Aaron certainly was the biggest star to go from the Clowns to the Majors, but he was not the only one. Among the other alumni to move on to the big leagues were three catchers -- Cuban-born Paul Casanova of the Washington Senators, Clarence "Choo Choo" Coleman, who wound up his career with the New York Mets, and White Sox catcher Sam Hairston, who with his son Jerry Sr. and grandsons Jerry Jr. and Scott became the first African-American three-generation MLB family.
Around that same time, the Clowns continued to make baseball history, signing the first three women to play professional baseball in a men's league.
Second baseman Toni Stone joined the club in 1953 and hit .267. When the team sold Stone's contract to the Kansas City Monarchs, the longest-running franchise in Negro League history, it brought in two more women: second baseman Connie Morgan and pitcher Mamie "Peanut" Johnson.
Johnson, who perfected her curveball with help from Satchel Paige and got her nickname from an opposing player because of her 100-pound physique, went 33-8 in three seasons with the Clowns.
The trio remained the only women to play in the Negro Leagues.
A large part of the reason for the Clowns' sustained success was player-turned-part-owner Ed Hamman.
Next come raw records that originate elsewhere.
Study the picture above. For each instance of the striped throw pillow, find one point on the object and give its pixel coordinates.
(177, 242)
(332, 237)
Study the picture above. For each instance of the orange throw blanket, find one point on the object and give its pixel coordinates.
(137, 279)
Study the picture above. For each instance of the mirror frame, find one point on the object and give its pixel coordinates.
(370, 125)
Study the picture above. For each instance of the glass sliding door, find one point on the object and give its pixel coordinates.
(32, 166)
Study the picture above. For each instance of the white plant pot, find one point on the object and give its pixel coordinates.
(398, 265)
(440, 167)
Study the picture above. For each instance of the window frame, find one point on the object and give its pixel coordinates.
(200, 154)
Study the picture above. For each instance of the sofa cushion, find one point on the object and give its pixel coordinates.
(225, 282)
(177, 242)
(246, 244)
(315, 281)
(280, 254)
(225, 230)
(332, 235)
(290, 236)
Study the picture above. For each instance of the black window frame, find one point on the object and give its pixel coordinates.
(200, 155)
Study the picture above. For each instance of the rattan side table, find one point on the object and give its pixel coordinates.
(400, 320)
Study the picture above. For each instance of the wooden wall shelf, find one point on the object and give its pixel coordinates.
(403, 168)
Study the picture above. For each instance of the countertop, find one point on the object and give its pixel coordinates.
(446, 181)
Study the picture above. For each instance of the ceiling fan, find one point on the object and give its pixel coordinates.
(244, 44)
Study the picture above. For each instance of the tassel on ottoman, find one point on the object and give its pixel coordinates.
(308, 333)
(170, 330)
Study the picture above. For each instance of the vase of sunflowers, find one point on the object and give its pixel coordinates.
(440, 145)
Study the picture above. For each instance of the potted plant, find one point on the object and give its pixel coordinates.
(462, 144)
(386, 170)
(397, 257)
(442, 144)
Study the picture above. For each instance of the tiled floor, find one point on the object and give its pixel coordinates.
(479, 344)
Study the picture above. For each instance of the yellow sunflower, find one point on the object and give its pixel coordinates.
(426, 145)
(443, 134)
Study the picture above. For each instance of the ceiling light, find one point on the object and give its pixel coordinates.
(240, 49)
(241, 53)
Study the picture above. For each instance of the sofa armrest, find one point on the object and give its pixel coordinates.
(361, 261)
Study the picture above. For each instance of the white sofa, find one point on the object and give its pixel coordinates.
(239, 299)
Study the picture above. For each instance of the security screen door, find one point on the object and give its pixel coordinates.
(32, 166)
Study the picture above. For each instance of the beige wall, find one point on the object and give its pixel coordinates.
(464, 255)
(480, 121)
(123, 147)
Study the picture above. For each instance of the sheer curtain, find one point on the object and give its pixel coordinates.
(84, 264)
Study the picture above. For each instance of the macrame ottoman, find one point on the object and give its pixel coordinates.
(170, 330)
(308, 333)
Hamman, a star with the team in the 1930s and '40s, was one of the few who literally lived up to the nickname "Clown," often playing in full clown whiteface makeup. But he also could play some baseball, dazzling fans with his talent at playing "pepper" and his ability to throw a ball backhanded across the width of an entire baseball field.
When his playing days ended, he took over as manager, part-owner and full-time ambassador, interacting with fans in the stands and selling programs to help raise money for local charities. He remained with the team into the 1970s.
The Clowns finally disbanded in 1988 after a few decades of barnstorming and entertaining fans all over the country.
This story was not subject to the approval of the National Association of Professional Baseball Leagues or its clubs.